Through the first 18 months of the pandemic, China’s Covid Zero measures let most people return to their pre-pandemic lives and, while the rest of the world suffered shortages and job losses, China pulled off a swift, enviable recovery. Even with the occasional abrupt and unpredictable factory shutdown, the nation’s companies set a record for exports in the first 10 months of 2021, with shipments up 32% by value compared with the same period a year earlier.
Keeping the country Covid-free got harder after the delta variant cropped up in May. On the border with virus-ravaged Myanmar, the town of Ruili went so far as to install spiked iron wire atop its border fence to deter unsanctioned border crossers who might be carrying coronavirus. Still, Covid cases still triggered four lockdowns in seven months, and the curbs forced many small businesses to close. Residents lived with frequent testing, no exceptions: one of the city’s youngest residents, a two-year-old, was swabbed for Covid as many as 74 times, local media reported.
Ruili boasted a vaccination rate around 97% and reported zero Covid deaths in 2021. “Every lockdown is a severe emotional and material loss,” Dai Rongli, the town’s former deputy mayor and now a senior executive at a state-owned rail construction firm, wrote on his social media account. “Every battle against Covid adds a layer of unhappiness.”

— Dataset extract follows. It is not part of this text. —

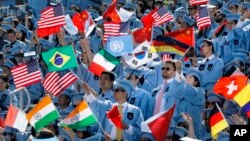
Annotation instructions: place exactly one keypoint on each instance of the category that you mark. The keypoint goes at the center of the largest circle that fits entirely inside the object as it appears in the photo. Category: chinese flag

Over the summer, periodic shutdowns and transit delays mostly tapped into citizens’ well-developed sense of patriotic duty. By mid-October, the country’s streaks of zero-case days were gone, and the efforts to stop the virus’ spread turned increasingly hardcore. On Halloween, Shanghai Disneyland detained 34,000 guests for mass testing after a park visitor tested positive. A small county in eastern China responded to a single case by turning its traffic lights red, permanently, to keep people from moving around.
When a Beijing teacher and student tested positive in November, the government ordered snap lockdowns for hundreds of students and staff. Anxious parents waited outside the schools through the night. Some eventually brought pillows and blankets to join their kids in quarantine.
In December, the delta variant hit Xi’an, China’s 10th biggest city, and the government response triggered new wrath. Authorities banned people from shopping for groceries, then failed to deliver food to residents. Some started trading with neighbors, swapping cigarettes for instant noodles and other shelf-stable foods. One tearful woman posted a video online, pleading with local Covid containment staff to let her leave her apartment to buy period supplies.
Two pregnant women miscarried after hospitals refused to let them in, citing Covid containment protocols. A man in his 60s died after suffering a heart attack. He was turned away by several hospitals because he hadn’t taken a Covid test. By the time he took one and it came back negative, it was too late.
All that, even before omicron emerged. The new variant cropped up first in Tianjin, next to Beijing, then in Anyang in Central China, then in the northeastern port city of Dalian. The Tianjin local government ordered citywide Covid testing, closing companies and government offices for half a day. Toyota and Volkswagen halted production at their factories in the city to accommodate mandatory testing campaigns. Airbus, which has a major aircraft assembly hub in the city, also warned of omicron’s impact on its production and demand in China.